Documento será votado nesta quarta (23/11) na Comissão de Meio Ambiente do Senado, apenas 48 horas depois de ter sido apresentado. Avanços são insuficientes para transformá-lo em uma peça que proteja as florestas e promova o uso racional dos recursos naturais

O substitutivo que propõe mudanças ao Código Florestal, lido na Comissão de Meio Ambiente (CMA) pelo relator da matéria, senador Jorge Viana, apresenta mudanças positivas, mas não altera pontos essenciais como a anistia a crimes ambientais, permitindo a não recuperação de áreas de preservação permanente e de reserva legal ilegalmente desmatadas. A CMA, principal comissão para a análise de questões ambientais, tem um prazo extremamente reduzido – apenas 48 horas – para avaliar a matéria, propor emendas e votar o texto.

O cronograma, apressado e insuficiente para as discussões que um tema de tamanha importância demanda, atende apenas aos interesses dos ruralistas, que pretendem que o texto passe com o mínimo de alterações possíveis, seja apreciado pela Câmara e sancionado pela presidente Dilma Rousseff ainda este ano.

No texto, poucos serão os casos em que as APPs ou reservas legais desmatadas terão que ser recuperadas.

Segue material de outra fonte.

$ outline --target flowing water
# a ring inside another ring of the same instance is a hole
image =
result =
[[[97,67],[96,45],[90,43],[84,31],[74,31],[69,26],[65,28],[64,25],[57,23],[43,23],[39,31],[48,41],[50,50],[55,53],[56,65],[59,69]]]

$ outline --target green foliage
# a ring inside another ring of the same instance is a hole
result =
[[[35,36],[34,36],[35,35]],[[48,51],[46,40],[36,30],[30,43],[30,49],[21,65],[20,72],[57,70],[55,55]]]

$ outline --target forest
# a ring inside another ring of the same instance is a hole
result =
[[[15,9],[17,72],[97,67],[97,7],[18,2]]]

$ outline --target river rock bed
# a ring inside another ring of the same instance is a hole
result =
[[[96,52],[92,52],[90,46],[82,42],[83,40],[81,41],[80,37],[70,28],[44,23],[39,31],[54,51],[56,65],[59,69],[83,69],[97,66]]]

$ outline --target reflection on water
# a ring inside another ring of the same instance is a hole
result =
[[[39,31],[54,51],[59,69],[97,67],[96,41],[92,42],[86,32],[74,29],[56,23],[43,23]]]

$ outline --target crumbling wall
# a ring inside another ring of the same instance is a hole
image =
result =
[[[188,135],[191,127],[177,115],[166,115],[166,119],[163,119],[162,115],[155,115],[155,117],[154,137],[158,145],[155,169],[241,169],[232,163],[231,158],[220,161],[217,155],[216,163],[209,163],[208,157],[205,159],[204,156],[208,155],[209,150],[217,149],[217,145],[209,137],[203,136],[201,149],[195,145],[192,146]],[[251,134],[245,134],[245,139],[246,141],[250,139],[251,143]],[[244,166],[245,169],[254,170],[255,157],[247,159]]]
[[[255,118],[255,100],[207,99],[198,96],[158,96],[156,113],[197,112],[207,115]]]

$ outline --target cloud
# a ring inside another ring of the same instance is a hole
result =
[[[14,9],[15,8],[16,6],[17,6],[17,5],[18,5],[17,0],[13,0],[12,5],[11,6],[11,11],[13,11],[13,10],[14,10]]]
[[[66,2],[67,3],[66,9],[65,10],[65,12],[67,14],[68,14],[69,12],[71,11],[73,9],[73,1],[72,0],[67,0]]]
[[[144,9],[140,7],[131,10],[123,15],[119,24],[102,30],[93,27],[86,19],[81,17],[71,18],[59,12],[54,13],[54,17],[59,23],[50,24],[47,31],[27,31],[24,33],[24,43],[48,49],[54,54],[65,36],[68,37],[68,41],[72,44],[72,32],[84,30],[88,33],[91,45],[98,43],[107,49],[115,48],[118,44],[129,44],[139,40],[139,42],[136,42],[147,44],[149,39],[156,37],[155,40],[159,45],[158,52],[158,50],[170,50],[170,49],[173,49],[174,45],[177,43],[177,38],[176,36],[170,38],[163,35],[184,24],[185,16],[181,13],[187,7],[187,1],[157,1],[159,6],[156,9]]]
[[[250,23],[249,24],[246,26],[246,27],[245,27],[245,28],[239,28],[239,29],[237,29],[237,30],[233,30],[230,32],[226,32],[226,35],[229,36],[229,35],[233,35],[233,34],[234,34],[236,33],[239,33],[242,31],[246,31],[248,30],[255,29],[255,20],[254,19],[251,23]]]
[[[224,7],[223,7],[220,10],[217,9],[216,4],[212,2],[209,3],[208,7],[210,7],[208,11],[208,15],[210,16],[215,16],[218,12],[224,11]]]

Por exemplo, as matas ciliares que foram ilegalmente suprimidas até 2008 serão restauradas em uma faixa de apenas 15 metros, enquanto aqueles que não desmataram terão que manter pelo menos 30 metros. Trata-se não apenas de um prêmio à ilegalidade, como uma grave ameaça à qualidade de nossos rios.

A Sociedade Brasileira para o Progresso da Ciência (SBPC) e a própria Agência Nacional de Águas (ANA) foram veementes ao expressar que não faz sentido exigir uma recuperação menor do que 30 metros. Para rios maiores, o texto estabelece APPs com pelo menos a metade da largura do curso de água, com no mínimo 30 metros e no máximo 100 metros. Hoje, a legislação prevê APPs de até 500 metros. A desobrigação de recomposição (anistia) em APPs que os programas de regularização ambiental poderão definir, condenará principalmente as bacias hidrográficas altamente comprometidas e desprovidas de cobertura vegetal em mais de 80% de sua extensão, predominantes na região Centro-Sul do Brasil.